Various
Artists
50 Minutes
This
release uses two worn ideas that frequently appear with compilation
albums - that of the ‘charitable cause’ and that of
the ‘minute long track’, by various artists. However,
few have done so with as much style, variety and musical integrity
as Exercise 1 have with 50 Minutes.
It does ‘exactly what it says on the tin’ offering
fifty snippets of sound from some of the most vibrant acts from
a bubbling British underground, taking in acts from a bevy of
hot and exciting labels including Truck, Transgressive, Drowned
In Sound and Fierce Panda. If its only selling point was to act
as a newbie’s sampler to what is happening in British music
right now then it would be a top release, but it has so much more
to offer.
Amazingly, the album is widely eclectic leaving very few musical
stones unturned, but still keeps the listener focused through
styles not usually in their field of interest. Produced as a seemingly
singular audio-file the tracks flow seamlessly into each one another
and each new idea is thrown in before any possible boredom of
the last has chance to manifest itself.
Out of fifty tracks there are few totally dull moments, although
some artists fulfil the role of condensing their ideas into shortened
tracks better than others - for example Piney Gir’s ‘Sugar’

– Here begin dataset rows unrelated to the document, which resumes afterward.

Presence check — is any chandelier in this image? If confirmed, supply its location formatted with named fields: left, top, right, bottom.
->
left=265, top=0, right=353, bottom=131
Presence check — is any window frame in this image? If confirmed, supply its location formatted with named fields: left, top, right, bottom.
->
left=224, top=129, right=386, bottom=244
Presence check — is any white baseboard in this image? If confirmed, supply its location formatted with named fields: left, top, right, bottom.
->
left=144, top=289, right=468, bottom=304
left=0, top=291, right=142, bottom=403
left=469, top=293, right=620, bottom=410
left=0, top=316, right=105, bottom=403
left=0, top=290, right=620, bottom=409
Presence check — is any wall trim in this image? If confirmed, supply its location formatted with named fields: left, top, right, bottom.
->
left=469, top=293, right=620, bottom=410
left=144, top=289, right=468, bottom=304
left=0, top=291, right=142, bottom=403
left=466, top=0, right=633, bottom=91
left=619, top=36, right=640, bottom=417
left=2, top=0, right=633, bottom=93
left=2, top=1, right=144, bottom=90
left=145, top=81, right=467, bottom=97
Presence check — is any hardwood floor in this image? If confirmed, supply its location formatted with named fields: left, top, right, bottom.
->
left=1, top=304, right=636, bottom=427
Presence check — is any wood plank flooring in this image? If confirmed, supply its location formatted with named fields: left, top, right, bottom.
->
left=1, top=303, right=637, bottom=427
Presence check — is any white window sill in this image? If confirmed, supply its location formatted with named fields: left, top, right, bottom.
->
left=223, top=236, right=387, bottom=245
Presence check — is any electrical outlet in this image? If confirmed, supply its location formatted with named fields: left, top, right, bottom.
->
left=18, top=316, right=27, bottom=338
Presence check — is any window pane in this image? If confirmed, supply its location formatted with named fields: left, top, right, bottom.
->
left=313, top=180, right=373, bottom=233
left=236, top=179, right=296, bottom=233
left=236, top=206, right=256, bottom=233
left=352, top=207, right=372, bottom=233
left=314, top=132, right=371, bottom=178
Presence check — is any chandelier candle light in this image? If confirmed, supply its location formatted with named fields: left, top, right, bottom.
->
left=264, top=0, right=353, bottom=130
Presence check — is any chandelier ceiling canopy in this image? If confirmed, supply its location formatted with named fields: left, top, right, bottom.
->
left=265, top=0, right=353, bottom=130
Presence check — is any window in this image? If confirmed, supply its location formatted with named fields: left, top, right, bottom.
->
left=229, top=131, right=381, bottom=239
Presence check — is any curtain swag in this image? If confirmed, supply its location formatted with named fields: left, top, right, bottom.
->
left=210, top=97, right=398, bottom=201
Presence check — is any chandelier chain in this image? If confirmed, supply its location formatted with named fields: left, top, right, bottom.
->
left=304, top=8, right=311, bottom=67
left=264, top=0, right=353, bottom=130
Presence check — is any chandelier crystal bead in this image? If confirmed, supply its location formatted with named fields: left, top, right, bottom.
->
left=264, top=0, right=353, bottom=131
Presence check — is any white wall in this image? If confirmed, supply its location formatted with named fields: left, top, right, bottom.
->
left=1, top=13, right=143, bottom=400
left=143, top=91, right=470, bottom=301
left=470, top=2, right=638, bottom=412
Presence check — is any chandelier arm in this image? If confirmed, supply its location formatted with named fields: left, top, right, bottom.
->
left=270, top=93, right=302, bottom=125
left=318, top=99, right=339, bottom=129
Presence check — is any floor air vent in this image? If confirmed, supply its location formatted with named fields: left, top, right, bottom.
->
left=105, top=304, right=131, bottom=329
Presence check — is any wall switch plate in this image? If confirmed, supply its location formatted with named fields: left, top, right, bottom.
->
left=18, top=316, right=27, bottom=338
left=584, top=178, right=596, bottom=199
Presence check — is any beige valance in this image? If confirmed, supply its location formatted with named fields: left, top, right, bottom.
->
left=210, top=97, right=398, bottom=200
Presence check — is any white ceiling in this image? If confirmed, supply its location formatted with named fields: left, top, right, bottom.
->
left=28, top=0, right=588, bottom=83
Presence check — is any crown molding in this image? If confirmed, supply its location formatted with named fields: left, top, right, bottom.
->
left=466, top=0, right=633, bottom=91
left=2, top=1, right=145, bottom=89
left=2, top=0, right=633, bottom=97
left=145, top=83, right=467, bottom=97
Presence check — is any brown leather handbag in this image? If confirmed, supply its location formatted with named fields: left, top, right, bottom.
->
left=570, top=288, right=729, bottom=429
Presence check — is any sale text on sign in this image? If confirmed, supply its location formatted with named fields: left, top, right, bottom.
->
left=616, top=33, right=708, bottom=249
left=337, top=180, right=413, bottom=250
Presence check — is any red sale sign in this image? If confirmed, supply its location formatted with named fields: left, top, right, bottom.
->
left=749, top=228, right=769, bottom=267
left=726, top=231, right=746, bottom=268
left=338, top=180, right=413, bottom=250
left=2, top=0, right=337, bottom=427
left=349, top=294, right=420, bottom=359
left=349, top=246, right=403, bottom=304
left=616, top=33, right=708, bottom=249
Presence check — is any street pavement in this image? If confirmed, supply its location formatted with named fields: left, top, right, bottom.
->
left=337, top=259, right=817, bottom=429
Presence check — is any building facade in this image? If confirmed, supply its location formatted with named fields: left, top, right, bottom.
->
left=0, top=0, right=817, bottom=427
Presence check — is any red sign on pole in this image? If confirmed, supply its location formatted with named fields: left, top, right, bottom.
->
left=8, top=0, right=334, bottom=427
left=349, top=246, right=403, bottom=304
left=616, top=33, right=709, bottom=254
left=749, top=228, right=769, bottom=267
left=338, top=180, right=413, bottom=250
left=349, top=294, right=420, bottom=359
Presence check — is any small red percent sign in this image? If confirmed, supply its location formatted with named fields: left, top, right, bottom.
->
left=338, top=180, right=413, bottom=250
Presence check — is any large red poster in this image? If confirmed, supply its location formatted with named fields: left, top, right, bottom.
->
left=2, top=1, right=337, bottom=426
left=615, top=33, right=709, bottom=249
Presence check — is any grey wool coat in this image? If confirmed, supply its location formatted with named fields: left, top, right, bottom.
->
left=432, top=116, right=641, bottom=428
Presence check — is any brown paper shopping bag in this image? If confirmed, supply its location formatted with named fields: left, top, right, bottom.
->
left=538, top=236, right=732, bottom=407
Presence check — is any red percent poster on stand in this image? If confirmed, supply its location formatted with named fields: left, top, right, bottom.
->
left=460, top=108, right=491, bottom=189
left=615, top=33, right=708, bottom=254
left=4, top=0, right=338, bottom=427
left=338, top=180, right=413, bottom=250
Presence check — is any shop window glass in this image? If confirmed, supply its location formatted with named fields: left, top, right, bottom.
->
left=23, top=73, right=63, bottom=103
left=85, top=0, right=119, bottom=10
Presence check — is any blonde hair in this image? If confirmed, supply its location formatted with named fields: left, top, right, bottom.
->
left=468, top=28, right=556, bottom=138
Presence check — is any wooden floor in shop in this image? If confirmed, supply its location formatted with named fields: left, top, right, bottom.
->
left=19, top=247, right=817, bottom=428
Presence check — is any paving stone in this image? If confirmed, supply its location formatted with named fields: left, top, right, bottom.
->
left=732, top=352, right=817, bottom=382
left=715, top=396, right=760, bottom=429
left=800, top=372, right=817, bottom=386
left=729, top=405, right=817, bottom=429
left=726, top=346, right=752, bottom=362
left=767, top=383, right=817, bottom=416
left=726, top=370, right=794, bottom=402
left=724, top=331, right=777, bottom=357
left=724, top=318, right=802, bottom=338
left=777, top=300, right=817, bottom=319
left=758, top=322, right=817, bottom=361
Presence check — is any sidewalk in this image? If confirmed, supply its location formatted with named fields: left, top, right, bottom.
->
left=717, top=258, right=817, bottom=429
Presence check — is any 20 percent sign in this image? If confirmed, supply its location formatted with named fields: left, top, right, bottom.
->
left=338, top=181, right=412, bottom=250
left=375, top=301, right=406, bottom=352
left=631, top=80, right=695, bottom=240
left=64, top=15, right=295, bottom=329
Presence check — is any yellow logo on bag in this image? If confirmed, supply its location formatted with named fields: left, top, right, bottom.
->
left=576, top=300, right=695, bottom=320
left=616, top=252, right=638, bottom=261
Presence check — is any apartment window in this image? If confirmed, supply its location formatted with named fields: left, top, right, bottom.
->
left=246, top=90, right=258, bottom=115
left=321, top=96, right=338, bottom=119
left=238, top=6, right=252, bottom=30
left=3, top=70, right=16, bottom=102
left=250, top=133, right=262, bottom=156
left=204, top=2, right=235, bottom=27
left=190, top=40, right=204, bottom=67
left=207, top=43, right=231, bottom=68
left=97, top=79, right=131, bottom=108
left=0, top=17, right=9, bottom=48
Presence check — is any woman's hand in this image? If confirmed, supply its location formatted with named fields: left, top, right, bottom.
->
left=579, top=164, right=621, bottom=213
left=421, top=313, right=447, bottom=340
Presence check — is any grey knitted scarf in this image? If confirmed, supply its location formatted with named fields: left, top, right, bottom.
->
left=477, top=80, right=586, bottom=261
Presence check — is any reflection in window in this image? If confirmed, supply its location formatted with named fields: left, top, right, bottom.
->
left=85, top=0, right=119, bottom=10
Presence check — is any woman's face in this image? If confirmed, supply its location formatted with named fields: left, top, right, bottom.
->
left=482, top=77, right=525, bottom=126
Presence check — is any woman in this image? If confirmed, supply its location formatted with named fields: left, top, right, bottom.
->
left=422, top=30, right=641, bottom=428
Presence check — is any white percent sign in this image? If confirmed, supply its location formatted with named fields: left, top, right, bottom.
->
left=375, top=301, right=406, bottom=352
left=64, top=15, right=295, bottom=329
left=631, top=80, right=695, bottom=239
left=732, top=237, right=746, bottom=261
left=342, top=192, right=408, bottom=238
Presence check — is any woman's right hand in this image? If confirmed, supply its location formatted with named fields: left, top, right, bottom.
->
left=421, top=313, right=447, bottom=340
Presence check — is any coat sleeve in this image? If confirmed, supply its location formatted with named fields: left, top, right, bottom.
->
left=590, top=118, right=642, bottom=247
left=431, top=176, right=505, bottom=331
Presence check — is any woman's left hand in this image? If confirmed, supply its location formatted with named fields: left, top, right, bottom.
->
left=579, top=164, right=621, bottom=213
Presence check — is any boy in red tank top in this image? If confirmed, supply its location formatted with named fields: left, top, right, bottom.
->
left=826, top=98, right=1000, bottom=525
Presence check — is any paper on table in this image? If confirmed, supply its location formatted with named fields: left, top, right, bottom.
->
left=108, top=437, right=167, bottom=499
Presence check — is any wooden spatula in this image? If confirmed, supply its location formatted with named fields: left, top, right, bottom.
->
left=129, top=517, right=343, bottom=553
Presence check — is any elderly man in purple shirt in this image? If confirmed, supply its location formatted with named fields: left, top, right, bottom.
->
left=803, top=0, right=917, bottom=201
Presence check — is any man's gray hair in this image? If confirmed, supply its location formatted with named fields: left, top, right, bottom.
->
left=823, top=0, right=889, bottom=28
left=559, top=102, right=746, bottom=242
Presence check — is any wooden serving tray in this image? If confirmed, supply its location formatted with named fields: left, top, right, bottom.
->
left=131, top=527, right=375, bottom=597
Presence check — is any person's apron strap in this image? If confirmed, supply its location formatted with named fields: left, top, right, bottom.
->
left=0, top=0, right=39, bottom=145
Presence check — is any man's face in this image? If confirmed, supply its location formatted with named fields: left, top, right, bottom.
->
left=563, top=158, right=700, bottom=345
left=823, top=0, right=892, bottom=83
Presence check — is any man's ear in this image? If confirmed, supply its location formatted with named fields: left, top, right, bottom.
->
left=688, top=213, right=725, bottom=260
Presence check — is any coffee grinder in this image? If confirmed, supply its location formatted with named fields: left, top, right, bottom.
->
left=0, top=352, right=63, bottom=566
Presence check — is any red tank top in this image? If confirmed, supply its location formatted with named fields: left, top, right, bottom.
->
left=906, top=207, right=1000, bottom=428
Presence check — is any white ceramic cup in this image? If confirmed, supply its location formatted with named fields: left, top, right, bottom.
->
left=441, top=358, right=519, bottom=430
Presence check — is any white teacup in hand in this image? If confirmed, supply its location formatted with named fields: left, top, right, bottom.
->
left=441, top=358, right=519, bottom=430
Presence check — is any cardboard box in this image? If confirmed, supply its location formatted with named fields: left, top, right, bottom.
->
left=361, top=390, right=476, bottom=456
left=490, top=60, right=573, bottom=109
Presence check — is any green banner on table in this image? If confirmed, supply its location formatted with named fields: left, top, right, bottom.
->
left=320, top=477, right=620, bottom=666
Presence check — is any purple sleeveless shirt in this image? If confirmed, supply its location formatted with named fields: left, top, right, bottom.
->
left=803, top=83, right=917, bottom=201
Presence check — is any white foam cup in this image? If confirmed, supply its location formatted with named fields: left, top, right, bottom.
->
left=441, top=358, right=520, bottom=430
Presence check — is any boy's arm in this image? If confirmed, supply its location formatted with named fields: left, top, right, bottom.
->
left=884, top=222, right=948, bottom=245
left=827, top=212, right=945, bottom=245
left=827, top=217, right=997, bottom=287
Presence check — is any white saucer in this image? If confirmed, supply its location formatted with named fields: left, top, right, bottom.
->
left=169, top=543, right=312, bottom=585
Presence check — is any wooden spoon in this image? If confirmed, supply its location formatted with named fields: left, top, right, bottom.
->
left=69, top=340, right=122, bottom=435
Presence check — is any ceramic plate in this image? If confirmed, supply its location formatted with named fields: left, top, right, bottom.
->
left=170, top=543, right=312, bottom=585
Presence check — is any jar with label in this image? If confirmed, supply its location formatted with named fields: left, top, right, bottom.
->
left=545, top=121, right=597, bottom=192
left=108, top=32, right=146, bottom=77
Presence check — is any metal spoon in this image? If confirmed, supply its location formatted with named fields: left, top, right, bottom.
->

is a miniature, sleazy, electro-pop masterpiece.
High-octane moments come in the guise of Headland’s electro-punk
explosion and the excellent Plans and Apologies’ clattering,
slanted, folk-fused rock, whilst an air of beauty is offered by
Amycambe’s swaying, piano-pop, the always amazing Emmy the
Great and Rachel Lipson’s anti-folk musings.
Some wonderfully eccentric aural delights poke through the mass
of ideas reasserting the album’s total attention grabber
status. The Bobby McGee’s twee, indie-pop tale of heart-ache
and revenge and Ladyfuzz’s scuzzy violation of French pop
stand out like a sore thumb - but in a good way.
All in all there is some much to recommend 50 Minutes,
the best thing to do is to purchase it.
You’ll also get the sense of enormous well-being from the
fact that your mullah will be going to care for the victims of
torture - this fact alone deserves five shining stars.